Sinfonieorchester begleitet Buster Keatons „General“
Jeden Prügelstock inklusive

Münster -

Dass Buster Keaton, der „Mann, der niemals lachte“, zu seinen besten Zeiten etwa so erfolgreich war wie Charlie Chaplin, wissen die Wenigsten. Einen von Keatons besten Filmen konnte man nun in aller Pracht erleben: „Der General“. Dem Kinokonzert des Sinfonieochesters Münster sei Dank. Einmal mehr wurde im Cineplex die sinnliche Wucht der alten Stimmfilmbilder mit orchestralen Live-Klängen illuminiert. Das zog viele Zuschauer in den akustisch leider trockenen Saal.

Dienstag, 30.04.2019, 18:23 Uhr
Teuerster Stummfilm, größter finanzieller Flop, aber nicht nur deshalb hat Buster Keaton mit „Der General“ Filmgeschichte geschrieben. Für Münsters Sinfonieorchester Anlass für ein Kinokonzert.
Teuerster Stummfilm, größter finanzieller Flop, aber nicht nur deshalb hat Buster Keaton mit „Der General“ Filmgeschichte geschrieben. Für Münsters Sinfonieorchester Anlass für ein Kinokonzert. Foto: United Artists

Und hier war das orches­trale Passepartout so wichtig wie selten, servierte Keaton 1926 doch ein veritables Epos, das in die Weite des Wilden Westens entführt, genauer: Er greift den real verbürgten „Andrews-Überfall“ des amerikanischen Bürgerkriegs auf.

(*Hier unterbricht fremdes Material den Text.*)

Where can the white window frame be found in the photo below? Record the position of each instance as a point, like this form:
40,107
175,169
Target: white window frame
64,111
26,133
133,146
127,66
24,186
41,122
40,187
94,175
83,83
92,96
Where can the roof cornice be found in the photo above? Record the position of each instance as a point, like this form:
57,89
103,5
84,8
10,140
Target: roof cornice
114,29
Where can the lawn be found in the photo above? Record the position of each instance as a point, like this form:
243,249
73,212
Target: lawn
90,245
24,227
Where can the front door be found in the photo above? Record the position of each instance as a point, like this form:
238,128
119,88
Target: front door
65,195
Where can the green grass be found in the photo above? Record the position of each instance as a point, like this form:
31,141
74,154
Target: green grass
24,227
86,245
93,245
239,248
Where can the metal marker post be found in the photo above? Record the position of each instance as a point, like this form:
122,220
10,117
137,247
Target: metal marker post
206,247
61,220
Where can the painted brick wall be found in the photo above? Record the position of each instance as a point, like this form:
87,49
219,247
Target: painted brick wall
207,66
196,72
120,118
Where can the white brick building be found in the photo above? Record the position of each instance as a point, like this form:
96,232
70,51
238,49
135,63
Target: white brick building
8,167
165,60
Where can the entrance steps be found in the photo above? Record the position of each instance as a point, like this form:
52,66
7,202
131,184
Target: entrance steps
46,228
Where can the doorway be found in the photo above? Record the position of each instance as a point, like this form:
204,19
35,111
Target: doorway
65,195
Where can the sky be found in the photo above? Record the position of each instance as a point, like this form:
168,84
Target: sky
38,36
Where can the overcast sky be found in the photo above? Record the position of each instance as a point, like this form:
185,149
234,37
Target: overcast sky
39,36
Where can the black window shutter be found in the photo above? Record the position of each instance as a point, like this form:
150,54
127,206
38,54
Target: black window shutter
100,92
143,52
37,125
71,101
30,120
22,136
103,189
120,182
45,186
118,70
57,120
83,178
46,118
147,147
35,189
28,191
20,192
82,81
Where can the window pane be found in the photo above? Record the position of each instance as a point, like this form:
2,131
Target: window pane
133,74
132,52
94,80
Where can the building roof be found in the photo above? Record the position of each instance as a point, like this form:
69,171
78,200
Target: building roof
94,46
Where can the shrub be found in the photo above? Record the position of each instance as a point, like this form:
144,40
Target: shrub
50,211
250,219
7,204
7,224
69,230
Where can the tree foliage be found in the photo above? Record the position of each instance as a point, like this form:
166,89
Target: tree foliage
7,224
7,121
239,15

Da gibt es große Panoramabilder mit Hunderten Pferden und Statisten, Schlachtengetümmel, Kanonendonner – und jene Dampflok namens „General“, die dem Film den Titel gibt.

Da konnte der Stummfilm-versierte Carl Davis 1987 bei seiner Vertonung ordentlich in die Vollen greifen. Er holte aus der Traditionskiste so manches heraus, was in der frühen Tonfilm-Ära ein Max Steiner („Vom Winde verweht“) ähnlich gemacht hatte: Romantische Orchestrierung inklusive Banjo und Mundharmonika sowie ein Motivgewimmel, das auf musikalische Zitate des Bürgerkriegs zurückgreift („When Johnny comes marching home“). Dirigent Stefan Veselka und das Orchester brachten das knackig auf den Punkt – jeden Prügelstock auf den Kopf inklusive: Klack!

Keaton spielt den Lokführer Johnny Gray, der seine Angebete Annabelle verliert, weil ihn die Südstaaten-Armee abgewiesen hat. Als Annabelle versehentlich mit Johnnys Dampflok „General“ von Nordstaatlern entführt wird, nimmt er die Verfolgung auf. Und fast sämtliche Gags ergeben sich aus den Tücken des Schienenstrangs: Aus verstellten Weichen, entkuppelten Waggons, ausgehendem Feuerholz und Ähnlichem.

Das ist grandios gemacht, verquickt den Humor jedoch mit Kriegsereignissen – sicher mit ein Grund, dass „Der General“ nicht nur einer der teuersten Stummfilme überhaupt war, sondern zudem einer der größten finanziellen Flops. Umso verdienstvoller, dass Konzerte dem Werk so wunderbar Reverenz erweisen.